Rock Collector
Danny was a rock collector. Danny would go around the neighbourhood collecting rocks. Orange red as the morning sun. Layered like a dirt cake. Jagged as an armored porcupine. He had discerning taste, not every typical stone would make the cut. He lived in a small town near the outskirts of Tuscon, Arizona. I can't remember the name. Some dusty collection of gravel mazes not yet gridded by a city planner. The point being it was terrestrially diverse.
Mom and dad worked nights. They weren't around after school. Danny was free to explore. It was the 80s, that's just how you raised children. Don't judge. Sometimes Danny would come across the things other little boys hoped to find hand guns, fireworks, porno mags. Once, he passed up a pair of nunchucks. He only had eyes for rocks. His vision narrow of focus in the way that happens when you stare at a colored pencil drawing for too long. Those cool deep purple skied evenings searching.

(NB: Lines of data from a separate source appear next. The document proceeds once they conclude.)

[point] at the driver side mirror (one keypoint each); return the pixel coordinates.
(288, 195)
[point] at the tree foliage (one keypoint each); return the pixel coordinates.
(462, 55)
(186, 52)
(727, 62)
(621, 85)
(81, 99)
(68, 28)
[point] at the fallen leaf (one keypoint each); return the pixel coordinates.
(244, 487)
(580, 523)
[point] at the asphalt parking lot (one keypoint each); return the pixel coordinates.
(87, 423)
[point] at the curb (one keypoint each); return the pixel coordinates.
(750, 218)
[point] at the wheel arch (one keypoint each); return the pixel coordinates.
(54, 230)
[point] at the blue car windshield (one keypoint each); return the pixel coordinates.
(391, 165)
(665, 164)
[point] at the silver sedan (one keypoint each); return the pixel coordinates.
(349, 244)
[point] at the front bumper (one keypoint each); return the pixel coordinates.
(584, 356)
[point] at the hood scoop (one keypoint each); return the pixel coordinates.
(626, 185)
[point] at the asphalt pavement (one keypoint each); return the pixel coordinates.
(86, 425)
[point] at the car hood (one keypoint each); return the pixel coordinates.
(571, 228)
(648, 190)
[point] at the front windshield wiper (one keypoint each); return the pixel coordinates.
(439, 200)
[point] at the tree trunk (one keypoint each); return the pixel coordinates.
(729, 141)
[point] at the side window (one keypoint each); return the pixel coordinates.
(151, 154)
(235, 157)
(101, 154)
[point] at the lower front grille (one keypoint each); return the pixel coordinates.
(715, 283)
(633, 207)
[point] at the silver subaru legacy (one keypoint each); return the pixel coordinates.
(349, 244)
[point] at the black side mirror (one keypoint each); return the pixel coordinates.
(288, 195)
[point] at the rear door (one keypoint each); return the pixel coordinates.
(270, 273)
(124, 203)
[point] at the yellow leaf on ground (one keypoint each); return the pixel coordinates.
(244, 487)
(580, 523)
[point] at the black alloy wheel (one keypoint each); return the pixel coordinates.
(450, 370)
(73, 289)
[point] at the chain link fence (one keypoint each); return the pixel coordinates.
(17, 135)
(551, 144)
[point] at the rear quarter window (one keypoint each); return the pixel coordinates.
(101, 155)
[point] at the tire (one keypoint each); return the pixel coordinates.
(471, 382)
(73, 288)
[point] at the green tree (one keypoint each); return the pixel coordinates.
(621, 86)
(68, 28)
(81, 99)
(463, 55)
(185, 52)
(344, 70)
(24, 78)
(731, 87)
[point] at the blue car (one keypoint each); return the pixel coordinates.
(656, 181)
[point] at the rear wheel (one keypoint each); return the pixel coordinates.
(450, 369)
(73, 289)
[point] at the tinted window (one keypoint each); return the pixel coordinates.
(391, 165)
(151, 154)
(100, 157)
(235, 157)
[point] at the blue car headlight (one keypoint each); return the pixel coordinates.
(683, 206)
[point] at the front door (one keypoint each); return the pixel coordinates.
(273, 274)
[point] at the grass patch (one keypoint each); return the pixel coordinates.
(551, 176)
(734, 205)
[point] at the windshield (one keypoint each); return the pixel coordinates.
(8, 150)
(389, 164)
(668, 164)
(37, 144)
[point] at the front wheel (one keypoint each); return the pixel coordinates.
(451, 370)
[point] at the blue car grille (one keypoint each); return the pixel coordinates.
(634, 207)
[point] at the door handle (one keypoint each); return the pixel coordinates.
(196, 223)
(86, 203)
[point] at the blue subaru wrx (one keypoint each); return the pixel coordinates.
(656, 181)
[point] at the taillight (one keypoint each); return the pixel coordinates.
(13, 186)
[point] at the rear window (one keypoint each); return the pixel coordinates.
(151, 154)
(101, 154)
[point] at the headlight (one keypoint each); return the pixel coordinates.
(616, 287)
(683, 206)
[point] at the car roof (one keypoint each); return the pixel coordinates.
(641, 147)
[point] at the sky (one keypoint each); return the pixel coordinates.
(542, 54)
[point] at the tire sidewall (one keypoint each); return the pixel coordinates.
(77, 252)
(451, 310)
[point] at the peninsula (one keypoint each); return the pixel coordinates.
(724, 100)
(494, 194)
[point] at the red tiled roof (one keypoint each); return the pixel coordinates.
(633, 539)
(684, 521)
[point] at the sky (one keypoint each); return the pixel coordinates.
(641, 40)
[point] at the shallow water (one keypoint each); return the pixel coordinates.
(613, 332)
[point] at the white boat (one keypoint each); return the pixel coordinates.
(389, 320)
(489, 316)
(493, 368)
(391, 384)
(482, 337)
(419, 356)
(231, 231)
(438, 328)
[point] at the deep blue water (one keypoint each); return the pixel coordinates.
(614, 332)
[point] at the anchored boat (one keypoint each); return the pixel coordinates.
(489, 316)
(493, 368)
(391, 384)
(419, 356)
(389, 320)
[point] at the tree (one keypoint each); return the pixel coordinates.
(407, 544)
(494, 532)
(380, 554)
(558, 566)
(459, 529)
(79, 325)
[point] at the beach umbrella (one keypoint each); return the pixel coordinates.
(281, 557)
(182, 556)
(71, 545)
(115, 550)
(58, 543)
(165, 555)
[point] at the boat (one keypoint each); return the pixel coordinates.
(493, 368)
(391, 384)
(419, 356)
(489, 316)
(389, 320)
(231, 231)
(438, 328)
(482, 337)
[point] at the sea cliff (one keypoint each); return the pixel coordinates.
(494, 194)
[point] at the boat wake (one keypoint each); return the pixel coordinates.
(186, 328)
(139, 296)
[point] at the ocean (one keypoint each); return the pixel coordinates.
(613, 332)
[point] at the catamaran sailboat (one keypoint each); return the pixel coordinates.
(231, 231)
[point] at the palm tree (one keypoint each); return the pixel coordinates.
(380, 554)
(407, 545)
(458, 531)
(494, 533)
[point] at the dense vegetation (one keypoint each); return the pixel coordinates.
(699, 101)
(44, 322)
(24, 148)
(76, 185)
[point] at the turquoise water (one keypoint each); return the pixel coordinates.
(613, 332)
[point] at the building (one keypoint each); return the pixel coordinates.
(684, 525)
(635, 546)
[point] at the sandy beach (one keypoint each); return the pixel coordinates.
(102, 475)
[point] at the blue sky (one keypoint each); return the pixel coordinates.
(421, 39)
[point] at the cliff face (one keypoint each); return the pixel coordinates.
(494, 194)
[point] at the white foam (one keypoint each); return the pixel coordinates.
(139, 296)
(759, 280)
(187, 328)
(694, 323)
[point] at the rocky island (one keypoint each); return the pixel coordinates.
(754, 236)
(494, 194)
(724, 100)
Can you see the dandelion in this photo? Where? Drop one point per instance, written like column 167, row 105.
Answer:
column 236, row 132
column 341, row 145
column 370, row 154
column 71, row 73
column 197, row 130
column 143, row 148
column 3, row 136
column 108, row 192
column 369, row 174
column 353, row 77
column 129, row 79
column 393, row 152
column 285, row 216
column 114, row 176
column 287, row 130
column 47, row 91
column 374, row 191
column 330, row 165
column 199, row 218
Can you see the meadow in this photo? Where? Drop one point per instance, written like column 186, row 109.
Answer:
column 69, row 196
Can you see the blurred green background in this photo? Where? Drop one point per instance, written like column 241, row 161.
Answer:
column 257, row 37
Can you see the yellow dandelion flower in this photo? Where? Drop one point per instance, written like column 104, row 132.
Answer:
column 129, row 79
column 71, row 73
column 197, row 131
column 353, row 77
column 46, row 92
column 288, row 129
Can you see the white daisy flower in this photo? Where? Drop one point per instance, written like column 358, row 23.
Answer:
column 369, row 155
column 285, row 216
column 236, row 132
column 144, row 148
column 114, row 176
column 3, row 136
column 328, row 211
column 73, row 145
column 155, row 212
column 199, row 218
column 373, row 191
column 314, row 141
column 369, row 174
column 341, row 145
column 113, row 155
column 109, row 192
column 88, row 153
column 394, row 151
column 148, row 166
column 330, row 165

He would store the stones in his closet. His mother complained. What are you doing with all that gravel? You are going to give yourself asthma with all that clay dust! One summer when Danny was visiting his grandparents in Tuscaloosa, mom emptied out Danny's collection. Danny was inconsolable for a month of dried out tears, that didn't really wet his face. More like some painful facial contractions in the Arizona air.
It wouldn't be long before Danny recollected. Mom found out a threw a few at Danny in frustration. Fissures in his hard head. Cracks on his pyramid.
When Danny grew up he became a boonie hat wearing geologist. He travelled the world working for various environmental research groups, archeologists and treasure hunters (the dignified name for thieves). He kept adding to his collection as he travelled the world, and finding more novel bits of the earth. His spine curved from carrying the weight. He joked that he was half-man half-mule and all hoarder. Humour turns insanity into charm. Wit dry as a tanned hide.
Finally, Danny was satisfied he found all the interesting stones after overlapping the globe's hotspots a few times over. That is when he retired to his tannish-grey walled second floor walk up. He was looking over his collection one day. It fell over. Rattling as an earthquake. Not a stone touched him, but the tremor caused him to go into shock and get cardiac arrested.
Centuries later in a world that you couldn't imagine a small child uncovered a fossil. The local news claimed it as an unmarked grave.
Good story. I like when the narrator’s voice pokes in like, “Don’t judge.” A few typos, but I won’t judge, haha.